Earlier this month, the Central Board of Film Certification (CBFC) invited the ire of the film industry when a list of "objectionable words/abusive words" that was meant for internal circulation within the Board was leaked to the media.
The censor board chief Pahlaj Nihalani even went public to say in a report that the list was "not for the media".
A few days back, a rumour claimed that The Film and Television Producers Guild of India was now planning to file a PIL pertaining to this matter.
While the body’s chairman, Mukesh Bhatt, denied the news, he did say that they would not hesitate to take legal action if the situation demanded it in the future.
He says, "There is no PIL filed yet, but yes, if our films keep getting affected, we will have no other option but to go to court."
Insisting that the censor board cannot change its rules and guidelines overnight, as a lot of money and effort is riding on the industry, he adds, "If the Board has to change any rule, it has to do it in consultation with the filmmakers. It cannot be arbitrary and throw diktats."
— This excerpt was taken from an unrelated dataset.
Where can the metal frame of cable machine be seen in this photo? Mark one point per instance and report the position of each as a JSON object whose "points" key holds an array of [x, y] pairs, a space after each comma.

In the past, several films such as Gangs Of Wasseypur (2012) and Go Goa Gone (2013) have been released with these ‘objectionable’ words. But of late, it has become harder for filmmakers to go under the radar. While some recent releases like Shamitabh and Badlapur had to omit certain words, the latest victim seems to be Anushka Sharma’s NH10.
Reportedly, the film’s release date has been pushed by a week — from March 6 to March 13 — due to the censor board having issues with the expletives used in it.